Şimdi ben zehir hastalığı ile ziyâde rahatsız vaziyette ve çok ihtiyarlık sebebiyle elli beş senelik bir gaye-i hayatımı görüp takib etmekten mahrum kaldığım gibi, Ankara’ya gidip şark terakkiyatının anahtarı olan bu müesseseye çalışanları ruh-u canımla tebrik etmekten dahi mahrum kalıyorum.
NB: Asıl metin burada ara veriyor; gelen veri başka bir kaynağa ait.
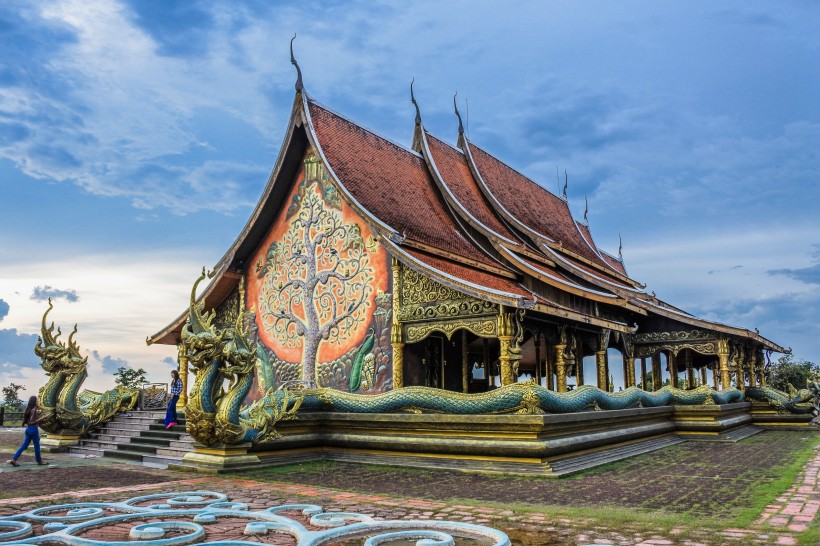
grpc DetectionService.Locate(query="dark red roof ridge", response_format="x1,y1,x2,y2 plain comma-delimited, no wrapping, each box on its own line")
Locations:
423,130,524,246
306,95,422,157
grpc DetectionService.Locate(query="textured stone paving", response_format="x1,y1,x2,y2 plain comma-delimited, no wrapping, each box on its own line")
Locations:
0,446,820,546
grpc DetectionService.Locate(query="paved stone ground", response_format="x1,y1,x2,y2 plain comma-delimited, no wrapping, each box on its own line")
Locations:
0,428,820,546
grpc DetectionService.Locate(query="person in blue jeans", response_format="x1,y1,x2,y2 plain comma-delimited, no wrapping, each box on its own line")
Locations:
9,396,48,466
165,370,182,428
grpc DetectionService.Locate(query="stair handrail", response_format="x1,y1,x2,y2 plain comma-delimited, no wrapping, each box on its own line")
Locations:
139,383,170,410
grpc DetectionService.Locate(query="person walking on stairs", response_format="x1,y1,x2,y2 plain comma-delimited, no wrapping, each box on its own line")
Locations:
8,396,48,466
165,370,182,428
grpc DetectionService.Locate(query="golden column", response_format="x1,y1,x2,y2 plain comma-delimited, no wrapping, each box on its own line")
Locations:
595,330,609,391
461,330,470,393
496,306,515,387
555,343,567,392
390,258,404,389
544,342,555,391
652,353,663,391
735,346,746,392
755,349,766,387
595,351,609,391
683,349,692,389
666,351,678,389
640,356,646,390
715,337,731,390
575,343,584,389
177,343,188,408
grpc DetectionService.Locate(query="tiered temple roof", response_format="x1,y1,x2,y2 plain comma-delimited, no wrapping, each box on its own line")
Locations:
149,82,783,352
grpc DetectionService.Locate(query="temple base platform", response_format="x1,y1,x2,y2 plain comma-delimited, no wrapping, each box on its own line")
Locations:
40,430,81,453
174,402,816,477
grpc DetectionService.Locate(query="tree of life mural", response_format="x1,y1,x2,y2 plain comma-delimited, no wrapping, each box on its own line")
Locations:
257,162,373,380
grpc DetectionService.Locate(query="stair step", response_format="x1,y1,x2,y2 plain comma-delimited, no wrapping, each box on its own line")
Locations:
116,442,162,453
140,429,182,440
128,436,171,447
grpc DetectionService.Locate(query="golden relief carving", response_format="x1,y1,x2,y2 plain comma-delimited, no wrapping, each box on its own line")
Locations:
633,330,714,343
214,288,240,329
398,267,497,322
635,341,718,358
404,318,496,343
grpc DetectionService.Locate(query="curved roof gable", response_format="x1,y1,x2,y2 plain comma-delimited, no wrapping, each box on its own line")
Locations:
469,143,609,268
307,101,499,267
424,131,521,245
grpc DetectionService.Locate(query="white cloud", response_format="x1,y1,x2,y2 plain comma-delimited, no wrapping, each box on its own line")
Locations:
0,251,208,392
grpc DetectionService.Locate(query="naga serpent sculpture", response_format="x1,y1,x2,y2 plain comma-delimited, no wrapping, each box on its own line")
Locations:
181,268,301,446
34,299,139,435
746,374,820,426
292,382,743,414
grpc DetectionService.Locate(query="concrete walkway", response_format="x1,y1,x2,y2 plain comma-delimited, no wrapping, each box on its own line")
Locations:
0,446,820,546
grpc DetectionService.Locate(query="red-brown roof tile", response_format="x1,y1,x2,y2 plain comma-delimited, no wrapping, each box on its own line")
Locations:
402,247,533,300
470,143,608,267
308,102,498,266
601,252,628,277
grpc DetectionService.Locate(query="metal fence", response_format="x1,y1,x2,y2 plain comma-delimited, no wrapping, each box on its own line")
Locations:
139,383,170,409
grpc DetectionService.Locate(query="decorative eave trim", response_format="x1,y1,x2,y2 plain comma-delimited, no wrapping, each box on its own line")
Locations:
459,137,640,286
420,125,521,247
146,91,304,345
502,243,646,306
637,300,786,353
145,270,243,345
544,246,645,298
302,93,399,236
381,237,534,309
534,300,632,334
564,200,620,274
459,137,554,243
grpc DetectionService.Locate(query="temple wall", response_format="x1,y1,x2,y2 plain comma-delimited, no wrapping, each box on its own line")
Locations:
245,150,393,400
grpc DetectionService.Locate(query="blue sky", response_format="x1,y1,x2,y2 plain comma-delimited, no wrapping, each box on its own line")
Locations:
0,0,820,394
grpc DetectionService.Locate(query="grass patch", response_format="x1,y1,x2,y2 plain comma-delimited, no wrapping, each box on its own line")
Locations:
733,434,820,524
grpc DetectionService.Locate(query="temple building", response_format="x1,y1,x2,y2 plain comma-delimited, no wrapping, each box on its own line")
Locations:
149,76,784,400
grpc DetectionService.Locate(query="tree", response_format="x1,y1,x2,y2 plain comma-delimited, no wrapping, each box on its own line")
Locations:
259,176,373,379
3,383,26,409
114,366,148,389
768,354,820,392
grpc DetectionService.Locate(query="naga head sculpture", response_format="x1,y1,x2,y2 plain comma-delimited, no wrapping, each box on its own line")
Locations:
181,267,226,369
34,298,69,374
66,324,88,373
222,279,256,376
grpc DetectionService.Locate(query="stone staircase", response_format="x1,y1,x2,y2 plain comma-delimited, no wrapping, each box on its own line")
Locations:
68,411,193,468
550,434,686,476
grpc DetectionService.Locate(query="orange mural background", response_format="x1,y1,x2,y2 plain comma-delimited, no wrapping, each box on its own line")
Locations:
246,152,391,363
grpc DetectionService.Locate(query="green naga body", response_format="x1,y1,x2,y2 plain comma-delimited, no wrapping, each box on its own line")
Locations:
34,299,139,434
746,377,820,414
181,268,298,446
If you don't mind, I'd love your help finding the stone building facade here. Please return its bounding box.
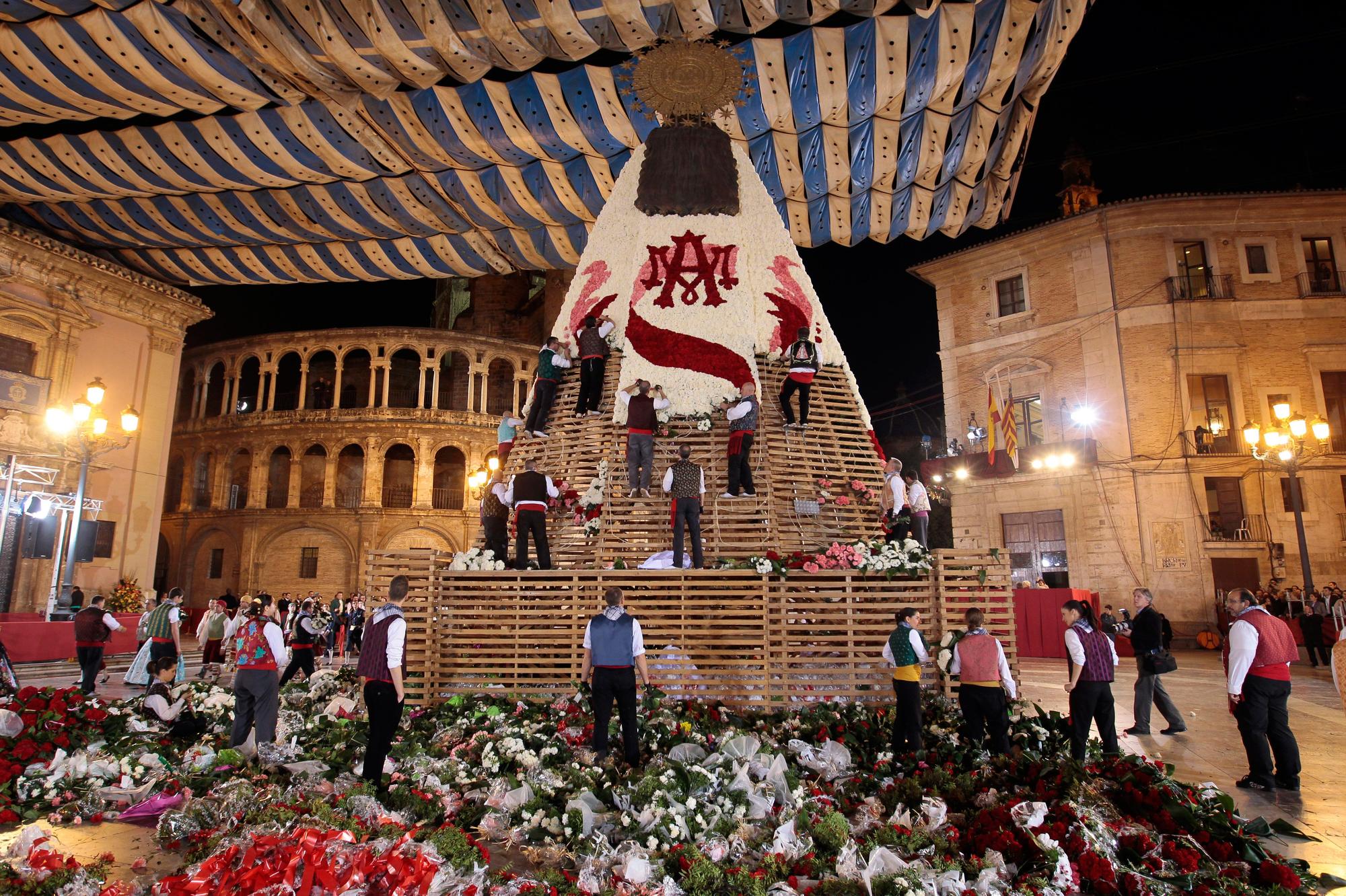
[156,328,537,605]
[0,222,210,612]
[913,191,1346,638]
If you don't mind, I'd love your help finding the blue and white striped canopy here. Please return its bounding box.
[0,0,1089,284]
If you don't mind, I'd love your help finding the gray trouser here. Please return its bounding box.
[229,669,280,747]
[1133,657,1187,732]
[626,433,654,491]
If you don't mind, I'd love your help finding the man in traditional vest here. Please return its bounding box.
[949,607,1016,753]
[280,600,318,687]
[580,587,650,766]
[781,327,822,429]
[495,410,524,470]
[197,597,229,678]
[720,382,758,498]
[75,595,121,694]
[616,379,673,498]
[883,607,930,755]
[524,336,571,439]
[355,576,408,791]
[664,445,705,569]
[505,459,561,569]
[479,470,509,561]
[1225,588,1300,790]
[145,588,182,659]
[575,315,616,417]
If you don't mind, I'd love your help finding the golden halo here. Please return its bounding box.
[631,40,752,120]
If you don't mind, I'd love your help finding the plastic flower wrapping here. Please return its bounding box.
[0,670,1333,896]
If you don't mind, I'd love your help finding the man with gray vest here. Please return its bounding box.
[664,445,705,569]
[616,379,673,498]
[575,315,616,417]
[505,459,561,569]
[720,379,759,498]
[580,587,650,766]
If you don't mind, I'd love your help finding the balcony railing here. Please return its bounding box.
[1168,274,1234,301]
[1206,513,1271,542]
[431,488,463,510]
[1298,268,1346,299]
[384,486,412,507]
[1182,429,1248,457]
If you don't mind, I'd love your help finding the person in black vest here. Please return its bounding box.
[355,576,408,791]
[616,379,673,498]
[781,327,822,429]
[580,587,650,766]
[1061,600,1117,761]
[280,600,318,687]
[75,595,121,694]
[575,315,616,417]
[479,470,509,561]
[1120,588,1187,735]
[720,382,759,498]
[664,445,705,569]
[505,460,561,569]
[524,336,571,439]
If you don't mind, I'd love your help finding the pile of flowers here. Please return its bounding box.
[106,578,145,613]
[0,670,1335,896]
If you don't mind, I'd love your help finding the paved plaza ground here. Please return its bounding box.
[0,651,1346,893]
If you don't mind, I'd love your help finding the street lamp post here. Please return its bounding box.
[47,377,140,609]
[1244,401,1331,597]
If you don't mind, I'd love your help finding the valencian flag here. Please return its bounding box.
[987,383,1000,467]
[1000,386,1019,470]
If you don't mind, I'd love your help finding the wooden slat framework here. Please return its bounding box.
[366,550,1018,706]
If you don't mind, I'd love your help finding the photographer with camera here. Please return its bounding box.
[1117,588,1187,735]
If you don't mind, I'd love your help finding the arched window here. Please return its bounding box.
[304,351,336,410]
[234,357,261,414]
[431,445,467,510]
[388,348,420,408]
[299,445,327,507]
[341,348,369,408]
[267,445,289,507]
[486,358,514,414]
[384,445,416,507]
[206,361,225,417]
[225,448,252,510]
[439,351,472,410]
[336,445,365,509]
[272,351,302,410]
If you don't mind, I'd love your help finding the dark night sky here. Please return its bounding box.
[188,0,1346,436]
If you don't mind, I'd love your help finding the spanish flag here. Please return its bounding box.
[1001,386,1019,470]
[987,385,1000,467]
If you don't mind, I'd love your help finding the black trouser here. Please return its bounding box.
[575,358,607,414]
[75,647,102,694]
[1303,628,1333,666]
[958,685,1010,753]
[482,517,509,560]
[1234,675,1299,784]
[592,666,641,766]
[361,681,404,790]
[892,678,921,755]
[728,433,756,495]
[781,377,813,424]
[524,379,556,432]
[229,669,280,747]
[280,644,314,687]
[514,510,552,569]
[673,498,705,569]
[1070,681,1117,761]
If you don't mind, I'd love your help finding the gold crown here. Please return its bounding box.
[622,40,755,121]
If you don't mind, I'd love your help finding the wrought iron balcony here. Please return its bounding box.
[1168,273,1234,301]
[1298,268,1346,299]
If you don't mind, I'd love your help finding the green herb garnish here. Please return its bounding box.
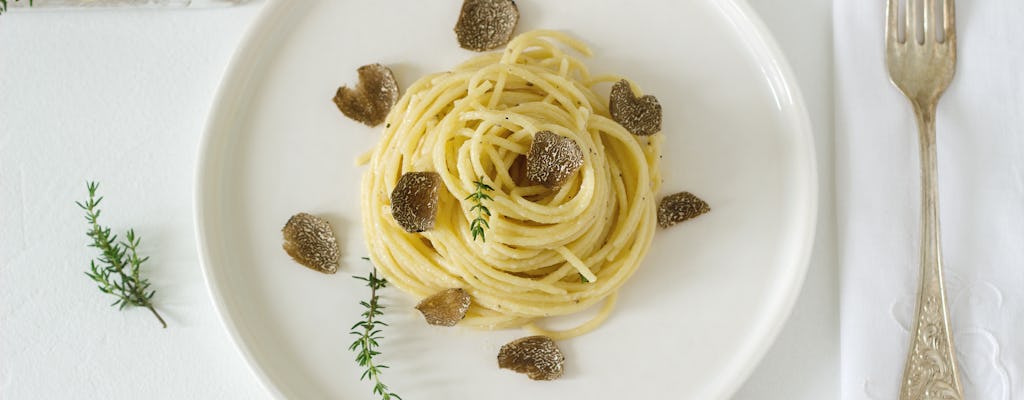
[0,0,33,13]
[348,259,401,400]
[75,182,167,327]
[466,177,495,242]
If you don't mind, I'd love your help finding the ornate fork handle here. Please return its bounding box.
[900,98,964,400]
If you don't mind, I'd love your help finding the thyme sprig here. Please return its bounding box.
[466,177,495,242]
[348,259,401,400]
[75,182,167,327]
[0,0,33,14]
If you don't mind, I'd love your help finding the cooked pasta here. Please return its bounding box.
[361,31,664,339]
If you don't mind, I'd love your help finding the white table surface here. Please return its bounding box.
[0,0,839,400]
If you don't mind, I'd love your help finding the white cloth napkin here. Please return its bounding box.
[834,0,1024,400]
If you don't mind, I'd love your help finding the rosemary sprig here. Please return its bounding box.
[75,182,167,327]
[466,177,495,242]
[348,259,401,400]
[0,0,33,13]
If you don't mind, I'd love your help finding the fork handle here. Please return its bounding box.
[899,101,964,400]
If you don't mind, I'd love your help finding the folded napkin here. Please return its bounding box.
[834,0,1024,400]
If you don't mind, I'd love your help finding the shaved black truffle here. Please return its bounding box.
[498,336,565,381]
[334,63,398,127]
[281,213,341,274]
[391,172,441,232]
[416,287,470,326]
[455,0,519,51]
[657,191,711,228]
[526,131,583,189]
[608,79,662,136]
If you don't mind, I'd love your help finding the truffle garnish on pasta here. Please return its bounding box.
[391,172,441,232]
[416,287,470,326]
[281,213,341,273]
[526,131,583,189]
[498,336,565,381]
[657,191,711,228]
[455,0,519,51]
[334,63,398,127]
[608,79,662,136]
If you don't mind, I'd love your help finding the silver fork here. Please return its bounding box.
[886,0,964,400]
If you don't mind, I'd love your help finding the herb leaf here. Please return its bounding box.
[75,182,167,328]
[0,0,33,14]
[348,263,401,400]
[466,177,495,242]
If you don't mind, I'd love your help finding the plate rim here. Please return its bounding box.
[193,0,819,399]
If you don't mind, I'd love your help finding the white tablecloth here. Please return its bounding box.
[0,0,838,400]
[834,0,1024,400]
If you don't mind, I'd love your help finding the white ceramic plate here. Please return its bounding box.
[196,0,816,400]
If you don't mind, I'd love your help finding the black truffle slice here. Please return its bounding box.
[455,0,519,51]
[657,191,711,228]
[498,336,565,381]
[281,213,341,273]
[416,287,469,326]
[526,131,583,189]
[391,172,441,232]
[334,63,398,127]
[608,79,662,136]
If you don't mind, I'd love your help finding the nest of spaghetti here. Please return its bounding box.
[361,31,664,339]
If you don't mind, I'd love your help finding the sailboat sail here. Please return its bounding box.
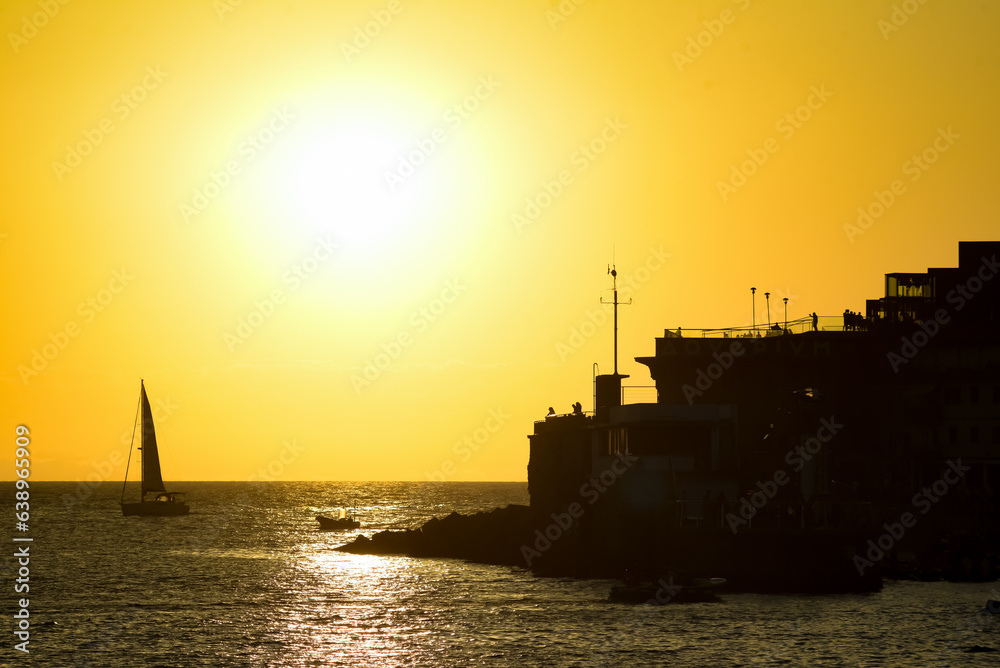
[142,385,166,498]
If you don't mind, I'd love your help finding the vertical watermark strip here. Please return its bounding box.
[14,424,32,654]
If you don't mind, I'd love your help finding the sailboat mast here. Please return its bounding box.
[121,378,142,503]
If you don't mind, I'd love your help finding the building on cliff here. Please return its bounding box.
[528,242,1000,590]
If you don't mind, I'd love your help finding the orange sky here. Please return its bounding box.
[0,0,1000,481]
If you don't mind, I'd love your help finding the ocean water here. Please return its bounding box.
[0,482,1000,667]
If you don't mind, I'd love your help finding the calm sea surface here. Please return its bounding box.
[0,483,1000,667]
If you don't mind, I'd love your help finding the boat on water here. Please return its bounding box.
[120,379,190,517]
[316,508,361,531]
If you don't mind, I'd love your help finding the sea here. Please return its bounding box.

Hâşiye: Hattâ o zamandan evvel Türk olmayan bir talebem vardı. Eski medresemde hamiyetli ve gâyet zeki o talebem ulûm-u diniyeden aldığı hamiyet dersiyle her vakit derdi: Sâlih bir Türk elbette fâsık kardeşimden, babamdan bana daha ziyâde kardeş ve akrabadır. Sonra aynı talebe talihsizliğinden sırf maddî fünun-u cedide okumuş. Sonra ben dört sene sonra onun ile görüştüm. Hamiyet-i milliye bahsi oldu. O dedi ki: Ben şimdi râfızî bir Kürdü, sâlih bir Türk hocasına tercih ederim. Ben de eyvah dedim. Sen ne kadar bozulmuşsun. Bir hafta çalıştım, onu kurtardım, eski hakîkatlı hamiyetine çevirdim. Sonra Meclis-i Meb’usandaki bana muhalefet eden meb’uslara dedim: O talebenin evvelki hali Türk milletine ne kadar lüzumu var ve ikinci halinin ne kadar vatan menfaatına uygun olmadığını fikrinize havale ediyorum. Demek farz-ı muhal olarak siz başka yerde dünyayı dine tercih edip siyasetçe dine ehemmiyet vermeseniz de, herhalde şark vilâyetlerinde din tedrisatına azamî ehemmiyet vermek lâzım. O vakit bana muhalif meb’uslar da çıkıp o lâyihamı yüz altmışüç meb’us imza ettiler. Bu kadar imzayı taşıyan bir istidayı, elbette yirmiyedi sene istibdad-ı mutlak onu bozamamış.